Contrary to the defendants contention, the Supreme Court properly denied those branches of his omnibus motion which were to suppress physical evidence and his statements to law enforcement officials.  “[W]ith its peculiar advantages of having seen and heard the testimony,” a suppression courts determination as to the credibility of the witnesses is entitled to great deference on appeal (People v. Wheeler, 2 N.Y.3d 370, 374, 779 N.Y.S.2d 164, 811 N.E.2d 531 [internal quotation marks and citation omitted];  see People v. Celestine, 208 A.D.3d 509, 171 N.Y.S.3d 377;  People v. Baez, 202 A.D.3d 1102, 1103, 159 N.Y.S.3d 878).  Here, the record supports the courts determination to credit the testimony of the police officers at the suppression hearing.  Contrary to the defendants contention, the police officers’ testimony was not incredible as a matter of law.  Any inconsistencies in the police officers’ testimony did not establish that the testimony was tailored to nullify constitutional objections and did not render the testimony incredible or unreliable (see People v. Celestine, 208 A.D.3d at 509–510, 171 N.Y.S.3d 377;  People v. Barnes, 129 A.D.3d 981, 982, 11 N.Y.S.3d 669;  People v. Sam, 164 A.D.3d 1379, 1380, 84 N.Y.S.3d 185).

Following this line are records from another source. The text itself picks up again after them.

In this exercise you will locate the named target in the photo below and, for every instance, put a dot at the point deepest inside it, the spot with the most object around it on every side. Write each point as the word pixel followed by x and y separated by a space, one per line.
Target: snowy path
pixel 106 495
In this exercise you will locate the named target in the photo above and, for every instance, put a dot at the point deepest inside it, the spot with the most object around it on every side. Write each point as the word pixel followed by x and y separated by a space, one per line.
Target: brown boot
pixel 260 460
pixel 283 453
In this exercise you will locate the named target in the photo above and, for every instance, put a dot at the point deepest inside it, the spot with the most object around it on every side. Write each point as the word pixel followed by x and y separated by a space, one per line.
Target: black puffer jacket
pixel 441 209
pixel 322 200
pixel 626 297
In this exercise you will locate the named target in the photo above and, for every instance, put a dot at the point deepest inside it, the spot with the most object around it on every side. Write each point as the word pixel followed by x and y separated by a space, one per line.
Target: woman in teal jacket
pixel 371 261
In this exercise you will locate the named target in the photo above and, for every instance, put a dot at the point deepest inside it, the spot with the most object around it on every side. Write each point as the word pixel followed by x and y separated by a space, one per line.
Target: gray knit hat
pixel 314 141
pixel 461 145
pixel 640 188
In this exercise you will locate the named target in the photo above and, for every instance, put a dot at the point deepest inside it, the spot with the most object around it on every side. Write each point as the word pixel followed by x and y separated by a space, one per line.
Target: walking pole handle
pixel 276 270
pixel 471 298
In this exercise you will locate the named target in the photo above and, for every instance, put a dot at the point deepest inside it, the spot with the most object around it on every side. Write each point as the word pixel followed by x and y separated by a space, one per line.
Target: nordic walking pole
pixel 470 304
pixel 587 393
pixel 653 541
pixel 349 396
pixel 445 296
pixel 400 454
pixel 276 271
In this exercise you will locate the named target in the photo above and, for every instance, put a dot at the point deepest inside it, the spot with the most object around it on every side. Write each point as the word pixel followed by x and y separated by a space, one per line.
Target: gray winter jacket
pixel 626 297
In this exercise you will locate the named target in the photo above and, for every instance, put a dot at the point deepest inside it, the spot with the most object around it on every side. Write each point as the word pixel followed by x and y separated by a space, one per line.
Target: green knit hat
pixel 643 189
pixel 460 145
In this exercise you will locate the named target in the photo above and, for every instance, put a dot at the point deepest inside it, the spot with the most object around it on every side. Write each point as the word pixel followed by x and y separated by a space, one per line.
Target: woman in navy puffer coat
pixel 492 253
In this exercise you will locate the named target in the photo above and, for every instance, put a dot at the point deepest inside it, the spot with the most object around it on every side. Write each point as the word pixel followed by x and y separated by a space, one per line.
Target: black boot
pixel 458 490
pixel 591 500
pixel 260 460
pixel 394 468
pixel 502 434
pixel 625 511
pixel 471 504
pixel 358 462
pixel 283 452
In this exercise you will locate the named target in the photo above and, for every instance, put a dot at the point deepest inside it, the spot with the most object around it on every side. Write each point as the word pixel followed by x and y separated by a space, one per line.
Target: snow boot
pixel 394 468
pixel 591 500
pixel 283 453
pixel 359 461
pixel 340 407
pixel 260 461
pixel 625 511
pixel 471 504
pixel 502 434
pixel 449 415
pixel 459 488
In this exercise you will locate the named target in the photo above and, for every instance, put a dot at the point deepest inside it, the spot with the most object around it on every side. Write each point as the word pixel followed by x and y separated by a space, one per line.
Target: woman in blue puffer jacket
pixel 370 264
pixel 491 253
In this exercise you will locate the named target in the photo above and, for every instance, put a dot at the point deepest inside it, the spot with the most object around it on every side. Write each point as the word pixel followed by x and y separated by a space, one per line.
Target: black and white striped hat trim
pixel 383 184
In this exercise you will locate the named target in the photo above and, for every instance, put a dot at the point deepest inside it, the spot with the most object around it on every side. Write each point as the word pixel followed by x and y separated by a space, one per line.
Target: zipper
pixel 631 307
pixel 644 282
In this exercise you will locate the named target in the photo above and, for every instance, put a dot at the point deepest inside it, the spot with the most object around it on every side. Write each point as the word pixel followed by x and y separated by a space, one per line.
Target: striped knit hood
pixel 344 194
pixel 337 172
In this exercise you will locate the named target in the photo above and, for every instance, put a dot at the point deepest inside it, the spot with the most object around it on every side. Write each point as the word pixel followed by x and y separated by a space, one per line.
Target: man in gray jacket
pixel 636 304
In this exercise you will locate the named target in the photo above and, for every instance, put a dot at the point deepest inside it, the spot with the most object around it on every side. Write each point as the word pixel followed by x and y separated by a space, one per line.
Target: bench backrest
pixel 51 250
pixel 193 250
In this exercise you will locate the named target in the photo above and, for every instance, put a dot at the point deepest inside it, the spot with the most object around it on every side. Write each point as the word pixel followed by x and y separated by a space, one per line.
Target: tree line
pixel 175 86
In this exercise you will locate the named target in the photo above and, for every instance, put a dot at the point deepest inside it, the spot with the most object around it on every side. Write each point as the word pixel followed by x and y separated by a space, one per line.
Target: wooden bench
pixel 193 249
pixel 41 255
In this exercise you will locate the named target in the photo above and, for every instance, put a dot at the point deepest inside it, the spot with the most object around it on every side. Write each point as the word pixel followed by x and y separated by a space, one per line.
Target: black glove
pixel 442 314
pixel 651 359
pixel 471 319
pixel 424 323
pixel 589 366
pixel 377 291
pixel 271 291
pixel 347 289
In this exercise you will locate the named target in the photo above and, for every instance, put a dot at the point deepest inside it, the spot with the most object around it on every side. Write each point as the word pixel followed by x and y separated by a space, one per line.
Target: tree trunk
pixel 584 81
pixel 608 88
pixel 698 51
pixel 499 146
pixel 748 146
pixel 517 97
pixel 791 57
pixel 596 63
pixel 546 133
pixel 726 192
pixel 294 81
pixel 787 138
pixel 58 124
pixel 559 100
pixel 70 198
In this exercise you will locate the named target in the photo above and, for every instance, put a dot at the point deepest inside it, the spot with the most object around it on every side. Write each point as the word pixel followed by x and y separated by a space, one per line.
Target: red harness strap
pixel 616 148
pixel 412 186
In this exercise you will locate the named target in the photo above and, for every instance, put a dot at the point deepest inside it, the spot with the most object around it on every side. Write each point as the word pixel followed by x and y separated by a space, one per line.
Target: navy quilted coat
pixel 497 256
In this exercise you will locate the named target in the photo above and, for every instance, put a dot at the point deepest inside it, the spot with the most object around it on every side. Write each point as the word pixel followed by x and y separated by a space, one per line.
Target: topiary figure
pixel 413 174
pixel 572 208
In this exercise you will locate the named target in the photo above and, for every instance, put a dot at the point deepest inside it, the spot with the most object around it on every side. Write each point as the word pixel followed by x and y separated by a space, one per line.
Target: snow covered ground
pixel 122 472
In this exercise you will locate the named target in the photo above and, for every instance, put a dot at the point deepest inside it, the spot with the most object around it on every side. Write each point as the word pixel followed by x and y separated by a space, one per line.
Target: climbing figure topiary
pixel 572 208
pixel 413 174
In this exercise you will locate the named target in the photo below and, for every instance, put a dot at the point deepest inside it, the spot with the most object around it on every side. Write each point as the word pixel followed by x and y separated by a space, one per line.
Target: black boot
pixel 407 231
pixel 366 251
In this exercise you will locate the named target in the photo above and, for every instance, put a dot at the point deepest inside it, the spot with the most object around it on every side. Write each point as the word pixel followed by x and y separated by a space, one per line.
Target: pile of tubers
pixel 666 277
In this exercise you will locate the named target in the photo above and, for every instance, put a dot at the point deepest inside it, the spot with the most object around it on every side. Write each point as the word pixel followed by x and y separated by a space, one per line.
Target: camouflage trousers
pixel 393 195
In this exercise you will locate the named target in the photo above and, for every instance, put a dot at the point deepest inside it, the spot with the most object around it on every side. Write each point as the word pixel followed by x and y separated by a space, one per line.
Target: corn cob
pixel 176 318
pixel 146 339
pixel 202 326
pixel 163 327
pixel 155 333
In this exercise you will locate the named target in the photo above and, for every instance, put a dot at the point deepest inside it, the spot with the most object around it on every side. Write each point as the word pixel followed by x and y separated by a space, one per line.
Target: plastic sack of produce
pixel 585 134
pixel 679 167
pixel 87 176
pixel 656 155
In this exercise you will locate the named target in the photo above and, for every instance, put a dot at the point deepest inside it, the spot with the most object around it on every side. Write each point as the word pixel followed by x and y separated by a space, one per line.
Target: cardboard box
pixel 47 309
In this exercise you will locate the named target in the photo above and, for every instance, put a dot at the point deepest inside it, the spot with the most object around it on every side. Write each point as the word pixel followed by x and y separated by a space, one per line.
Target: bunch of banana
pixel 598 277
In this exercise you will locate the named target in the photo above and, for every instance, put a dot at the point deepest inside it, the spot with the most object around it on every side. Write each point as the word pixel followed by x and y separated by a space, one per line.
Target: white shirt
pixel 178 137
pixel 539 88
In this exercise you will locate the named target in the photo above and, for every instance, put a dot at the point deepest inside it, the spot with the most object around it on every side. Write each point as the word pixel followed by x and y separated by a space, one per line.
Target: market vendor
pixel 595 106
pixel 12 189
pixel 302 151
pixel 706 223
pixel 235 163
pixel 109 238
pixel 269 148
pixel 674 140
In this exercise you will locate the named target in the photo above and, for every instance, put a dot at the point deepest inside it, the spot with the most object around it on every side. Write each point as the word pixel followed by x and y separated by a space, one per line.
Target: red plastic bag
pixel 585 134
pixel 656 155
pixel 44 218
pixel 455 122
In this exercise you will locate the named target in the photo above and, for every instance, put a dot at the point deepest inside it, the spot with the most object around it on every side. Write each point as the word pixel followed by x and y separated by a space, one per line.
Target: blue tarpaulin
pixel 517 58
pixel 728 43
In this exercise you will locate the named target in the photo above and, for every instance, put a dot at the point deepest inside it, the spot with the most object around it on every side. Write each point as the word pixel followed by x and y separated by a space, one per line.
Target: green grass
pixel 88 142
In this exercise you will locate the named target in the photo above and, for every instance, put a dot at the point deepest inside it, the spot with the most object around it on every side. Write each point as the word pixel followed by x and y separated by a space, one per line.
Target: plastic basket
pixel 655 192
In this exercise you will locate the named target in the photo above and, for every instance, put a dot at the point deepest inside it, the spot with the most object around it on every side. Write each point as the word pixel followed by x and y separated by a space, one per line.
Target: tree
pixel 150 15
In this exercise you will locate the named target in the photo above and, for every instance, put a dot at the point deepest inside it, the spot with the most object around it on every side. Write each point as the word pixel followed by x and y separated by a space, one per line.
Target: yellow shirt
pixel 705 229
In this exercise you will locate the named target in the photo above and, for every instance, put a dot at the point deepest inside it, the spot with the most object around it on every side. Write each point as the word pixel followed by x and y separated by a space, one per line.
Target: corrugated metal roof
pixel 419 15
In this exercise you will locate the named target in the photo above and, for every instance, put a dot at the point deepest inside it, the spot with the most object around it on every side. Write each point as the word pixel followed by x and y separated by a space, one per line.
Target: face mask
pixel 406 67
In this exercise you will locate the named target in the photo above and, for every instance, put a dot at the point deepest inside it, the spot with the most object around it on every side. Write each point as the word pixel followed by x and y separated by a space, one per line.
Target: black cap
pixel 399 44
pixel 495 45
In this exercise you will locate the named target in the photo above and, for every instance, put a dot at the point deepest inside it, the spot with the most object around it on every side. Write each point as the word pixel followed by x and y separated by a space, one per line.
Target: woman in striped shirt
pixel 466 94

The defendants contentions that he was deprived of a fair trial as a result of certain remarks made by the prosecutor and by the Supreme Courts handling of a jury note are unpreserved for appellate review (see CPL 470.05[2]), and, in any event, without merit.

The defendants remaining contention is without merit.

BRATHWAITE NELSON, J.P., RIVERA, DOWLING and VOUTSINAS, JJ., concur.